Members of the ras gene family (N-ras, H-ras and K-ras) are highly conserved and encode similar 21kd guanosine nucleotide binding proteins (p21) located on the cytoplasmic aspect of the cell membrane. Ras p21 proteins are thought to participate in the transduction of extracellular signals (eg. from growth factors) to the cell nucleus, and appear to play a role in cell proliferation and differentiation. Signal transduction is terminated by interaction with GAP which stimulates the intrinsic GTPase activity of p21. Ras genes acquire transforming properties when point mutations occur at critical codons, resulting in amino acid substitutions in ras proteins.

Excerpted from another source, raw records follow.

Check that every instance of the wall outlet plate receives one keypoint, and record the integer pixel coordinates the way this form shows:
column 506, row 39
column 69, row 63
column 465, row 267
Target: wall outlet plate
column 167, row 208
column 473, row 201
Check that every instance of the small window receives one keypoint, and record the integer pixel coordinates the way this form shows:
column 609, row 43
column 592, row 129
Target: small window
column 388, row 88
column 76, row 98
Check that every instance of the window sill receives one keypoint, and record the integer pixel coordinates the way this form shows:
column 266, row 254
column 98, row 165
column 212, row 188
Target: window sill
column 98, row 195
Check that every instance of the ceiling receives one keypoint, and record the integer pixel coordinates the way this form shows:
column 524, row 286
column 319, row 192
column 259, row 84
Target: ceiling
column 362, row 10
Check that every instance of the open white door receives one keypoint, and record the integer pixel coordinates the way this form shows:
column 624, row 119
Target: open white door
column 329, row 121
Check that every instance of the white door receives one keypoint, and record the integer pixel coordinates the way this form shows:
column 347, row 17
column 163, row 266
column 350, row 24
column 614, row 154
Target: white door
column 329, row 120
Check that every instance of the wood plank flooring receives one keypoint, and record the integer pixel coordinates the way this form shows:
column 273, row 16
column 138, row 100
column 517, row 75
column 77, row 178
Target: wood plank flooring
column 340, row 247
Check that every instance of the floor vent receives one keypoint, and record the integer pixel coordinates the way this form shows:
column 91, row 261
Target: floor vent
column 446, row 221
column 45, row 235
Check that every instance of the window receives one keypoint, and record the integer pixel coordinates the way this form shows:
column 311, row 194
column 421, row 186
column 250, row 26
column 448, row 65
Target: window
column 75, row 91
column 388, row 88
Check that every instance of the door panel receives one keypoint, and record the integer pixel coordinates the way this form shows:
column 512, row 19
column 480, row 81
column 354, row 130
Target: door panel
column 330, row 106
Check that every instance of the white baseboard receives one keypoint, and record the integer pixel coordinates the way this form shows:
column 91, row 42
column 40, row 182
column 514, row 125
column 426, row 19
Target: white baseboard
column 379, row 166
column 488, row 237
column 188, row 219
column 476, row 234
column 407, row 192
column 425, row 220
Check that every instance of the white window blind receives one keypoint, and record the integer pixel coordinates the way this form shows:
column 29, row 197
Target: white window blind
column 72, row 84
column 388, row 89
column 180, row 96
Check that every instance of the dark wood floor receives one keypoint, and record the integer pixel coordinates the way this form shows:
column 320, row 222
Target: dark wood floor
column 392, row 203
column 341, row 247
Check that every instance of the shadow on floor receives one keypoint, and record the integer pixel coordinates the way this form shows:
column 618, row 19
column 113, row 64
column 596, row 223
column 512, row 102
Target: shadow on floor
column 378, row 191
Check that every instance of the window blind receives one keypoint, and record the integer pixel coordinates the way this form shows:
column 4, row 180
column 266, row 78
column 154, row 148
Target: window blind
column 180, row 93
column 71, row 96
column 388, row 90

GAP is unable to augment the GTPase activity of mutant p21 proteins which then function constitutively in the absence of extracellular signals. Point mutations involving codons 12, 13 and 61 of N-ras occur in 20-50% of patients with AML. Detection systems include allele specific oligohybridisation, NLH/3T3 transfection, and a new technique developed in our unit known as allele specific restriction analysis. Mutations in H-ras and K-ras occur less frequently, and double mutations are relatively common. N-ras mutations are also found in MDS and ALL, but are rare in other hematological malignancies. Mutations are generally undetectable during remission of AML, and differential patterns at presentation and relapse indicate that N-ras mutations are not an early event in leukemogenesis. The prognostic significance of N-ras mutations and increased expression is unclear in AML, but mutations may predict progression of MDS to leukemia, and may predict early relapse in ALL. The N-ras gene promoter is also of interest, and we are examining its structure-function relationships.